The sweep, called Operation FLASH, arrested 85 illegal immigrants convicted of a wide range of crimes, including rape, arson and assault and battery. Sixty others arrested didn't have criminal records but have been ordered deported for other reasons. They're all now in the process of being deported. Bruce Chadbourne is the field office director for Immigration and Customs Enforcement, or ICE, in New England.

Mr. BRUCE CHADBOURNE (Field Office Director, Immigration and Customs Enforcement): Operation FLASH is a clear indication that ICE is out there apprehending fugitive criminal aliens and removing them from our streets and also our borders.

BRADY-MYEROV: Eighty percent of those arrested were incarcerated for their crimes and then released instead of deported. Deputy Field Director Jim Martin explains how this can happen.

Mr. JIM MARTIN (Deputy Field Director, Immigration and Customs Enforcement): If we're notified by an agency that they have somebody locked up, we'll lodge a detainer which basically tells that agency to hang on to that person. When they're done serving their sentence for the crimes they committed, they'll turn over to our custody, and then we'll remove the person. Sometimes we're not notified.

BRADY-MYEROV: The arrests chip away at a national backlog of some 100,000 illegal immigrants with criminal records who should be deported but aren't. After 9/11, President Bush called on law enforcement agencies to collaborate more. Sheriff Tom Hodgson of Bristol County, Massachusetts, says Operation FLASH is an example of this.

Sheriff TOM HODGSON (Bristol County, Massachusetts): We're now able to see law enforcement agencies now working more closely with prisons.

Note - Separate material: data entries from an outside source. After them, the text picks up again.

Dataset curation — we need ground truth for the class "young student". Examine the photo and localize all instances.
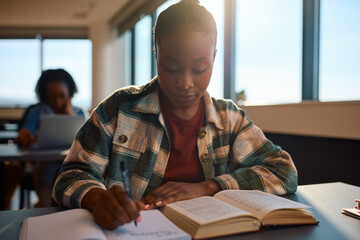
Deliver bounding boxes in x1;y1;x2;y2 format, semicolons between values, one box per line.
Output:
52;1;297;229
17;69;85;207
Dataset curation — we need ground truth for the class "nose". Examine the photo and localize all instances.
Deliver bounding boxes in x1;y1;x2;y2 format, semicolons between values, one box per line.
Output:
176;72;194;90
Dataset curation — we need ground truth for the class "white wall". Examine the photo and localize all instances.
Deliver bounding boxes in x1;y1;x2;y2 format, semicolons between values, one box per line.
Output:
89;22;127;108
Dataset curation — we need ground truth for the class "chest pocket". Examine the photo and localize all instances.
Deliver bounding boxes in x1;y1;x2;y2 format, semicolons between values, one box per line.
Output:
113;126;146;158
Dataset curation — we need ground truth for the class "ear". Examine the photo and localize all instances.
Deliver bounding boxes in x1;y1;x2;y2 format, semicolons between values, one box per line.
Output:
213;48;217;62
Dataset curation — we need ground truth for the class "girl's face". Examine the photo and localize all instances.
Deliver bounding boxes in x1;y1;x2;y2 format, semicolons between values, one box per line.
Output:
46;81;70;113
156;27;216;112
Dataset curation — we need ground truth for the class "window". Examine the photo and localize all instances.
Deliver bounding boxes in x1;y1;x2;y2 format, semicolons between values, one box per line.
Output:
43;39;92;109
0;39;41;107
0;39;91;109
134;15;153;86
200;0;225;98
235;0;302;104
319;0;360;101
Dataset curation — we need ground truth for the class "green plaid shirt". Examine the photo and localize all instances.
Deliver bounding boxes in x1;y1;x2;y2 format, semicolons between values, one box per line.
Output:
52;78;297;207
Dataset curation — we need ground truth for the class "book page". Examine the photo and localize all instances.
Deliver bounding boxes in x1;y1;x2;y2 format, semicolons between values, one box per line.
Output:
105;210;191;240
20;209;106;240
214;190;310;219
167;197;250;224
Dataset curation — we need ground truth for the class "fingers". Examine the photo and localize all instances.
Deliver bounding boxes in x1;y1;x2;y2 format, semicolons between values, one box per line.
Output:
143;182;187;209
93;186;143;230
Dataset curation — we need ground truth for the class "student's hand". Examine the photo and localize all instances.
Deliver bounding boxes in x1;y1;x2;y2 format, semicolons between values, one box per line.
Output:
15;128;36;146
64;97;74;115
81;185;144;230
143;180;221;209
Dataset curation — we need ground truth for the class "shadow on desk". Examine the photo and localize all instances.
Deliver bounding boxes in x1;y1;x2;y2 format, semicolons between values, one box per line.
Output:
0;182;360;240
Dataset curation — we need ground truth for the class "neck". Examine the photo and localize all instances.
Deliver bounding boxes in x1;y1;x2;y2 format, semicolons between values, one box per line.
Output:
159;90;202;120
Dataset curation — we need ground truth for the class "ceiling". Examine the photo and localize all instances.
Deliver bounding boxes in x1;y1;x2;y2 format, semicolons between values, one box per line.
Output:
0;0;131;27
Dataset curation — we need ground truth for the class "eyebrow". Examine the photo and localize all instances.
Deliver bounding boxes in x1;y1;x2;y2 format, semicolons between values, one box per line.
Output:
165;56;206;63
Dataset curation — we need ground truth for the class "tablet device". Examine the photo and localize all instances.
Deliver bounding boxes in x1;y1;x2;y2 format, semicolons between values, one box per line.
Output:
36;114;85;149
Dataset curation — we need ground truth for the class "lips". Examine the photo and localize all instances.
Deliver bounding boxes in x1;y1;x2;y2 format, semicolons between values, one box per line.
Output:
175;94;196;102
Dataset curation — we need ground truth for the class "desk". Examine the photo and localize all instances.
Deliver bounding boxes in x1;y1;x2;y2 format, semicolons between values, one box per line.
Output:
0;144;69;162
0;130;18;143
0;182;360;240
0;144;69;209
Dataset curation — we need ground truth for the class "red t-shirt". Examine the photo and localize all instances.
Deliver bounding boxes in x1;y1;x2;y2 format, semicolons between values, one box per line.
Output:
160;97;205;184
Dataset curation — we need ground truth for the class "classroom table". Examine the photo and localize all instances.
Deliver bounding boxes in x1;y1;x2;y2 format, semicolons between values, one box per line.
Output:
0;182;360;240
0;144;69;209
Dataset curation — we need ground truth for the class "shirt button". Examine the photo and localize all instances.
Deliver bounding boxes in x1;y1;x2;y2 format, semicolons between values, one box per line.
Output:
199;130;206;139
201;153;209;162
119;134;127;143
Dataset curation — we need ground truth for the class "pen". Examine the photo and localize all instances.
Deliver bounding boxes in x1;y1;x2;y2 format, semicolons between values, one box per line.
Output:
120;161;137;227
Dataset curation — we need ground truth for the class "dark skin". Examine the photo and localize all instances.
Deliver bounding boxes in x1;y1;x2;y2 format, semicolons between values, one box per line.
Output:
81;27;221;229
16;81;73;146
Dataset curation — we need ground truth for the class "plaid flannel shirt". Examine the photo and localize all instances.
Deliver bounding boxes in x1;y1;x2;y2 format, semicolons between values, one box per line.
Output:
52;78;297;207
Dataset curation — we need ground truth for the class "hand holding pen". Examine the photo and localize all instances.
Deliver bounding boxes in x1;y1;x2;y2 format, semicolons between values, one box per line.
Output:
120;161;137;226
81;161;144;230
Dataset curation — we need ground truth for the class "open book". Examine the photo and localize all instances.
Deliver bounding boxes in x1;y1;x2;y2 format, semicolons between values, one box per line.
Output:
19;209;191;240
162;190;317;239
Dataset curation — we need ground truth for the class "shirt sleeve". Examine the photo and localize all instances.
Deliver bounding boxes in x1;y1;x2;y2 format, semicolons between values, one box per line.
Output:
214;109;298;195
52;96;118;208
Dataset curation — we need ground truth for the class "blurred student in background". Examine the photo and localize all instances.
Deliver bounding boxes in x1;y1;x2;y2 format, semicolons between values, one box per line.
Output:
17;69;85;207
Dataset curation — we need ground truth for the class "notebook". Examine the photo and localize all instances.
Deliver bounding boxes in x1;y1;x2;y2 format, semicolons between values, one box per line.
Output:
36;114;85;149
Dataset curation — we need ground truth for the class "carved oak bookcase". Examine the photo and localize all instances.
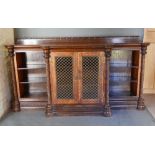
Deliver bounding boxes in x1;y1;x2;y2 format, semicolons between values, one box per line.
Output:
6;37;149;117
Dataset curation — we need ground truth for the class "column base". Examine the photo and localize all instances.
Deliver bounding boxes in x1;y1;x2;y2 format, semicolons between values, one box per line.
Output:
13;101;20;112
137;98;145;110
103;106;112;117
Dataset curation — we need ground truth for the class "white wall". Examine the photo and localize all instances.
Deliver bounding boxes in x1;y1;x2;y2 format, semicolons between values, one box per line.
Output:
15;28;143;38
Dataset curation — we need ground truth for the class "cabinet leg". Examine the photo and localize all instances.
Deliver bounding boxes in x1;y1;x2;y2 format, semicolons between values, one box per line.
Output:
13;101;20;112
103;105;112;117
46;104;52;117
137;98;145;110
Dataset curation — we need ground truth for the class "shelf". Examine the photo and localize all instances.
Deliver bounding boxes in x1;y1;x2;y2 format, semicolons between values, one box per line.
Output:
20;92;47;102
109;80;138;85
19;81;46;84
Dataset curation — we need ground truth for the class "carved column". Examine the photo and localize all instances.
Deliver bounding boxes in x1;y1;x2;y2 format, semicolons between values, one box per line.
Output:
103;48;112;117
137;43;148;110
43;47;52;116
6;45;20;112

We're sharing information about people who are in our custody who could potentially be involved in various activities, either locally or tied in to some groups outside the country.

BRADY-MYEROV: The operation led to the arrest of people in seven states, the majority in Massachusetts and Rhode Island. Officials also arrested more than 40 people in the sweep who weren't targets but are in this country illegally. The majority of these people were processed and let go. The arrests have sent ripples of fear through immigrant communities. Ali Noorani, executive director of the Massachusetts Immigrant and Refugee Advocacy Coalition, says targeting criminals is good, but he's concerned the government is casting the net too wide.

Mr. ALI NOORANI (Executive Director, Massachusetts Immigrant and Refugee Advocacy Coalition): So that they are also drawing in people who have overstayed a visa, who are really just trying to make ends meet. I would rather have it that the government is trying to find terrorists, people who are a real harm to our country, rather than people who are washing dishes and trying to make life better for themselves and their family.

BRADY-MYEROV: But Homeland Security officials point out, Americans are more likely to be a victim of violent crime in their own community than a victim of a terrorist attack. And, federal officials say the types of criminals arrested in the sweep have a 40 percent recidivism rate.

For NPR News, I'm Monica Brady-Myerov in Boston.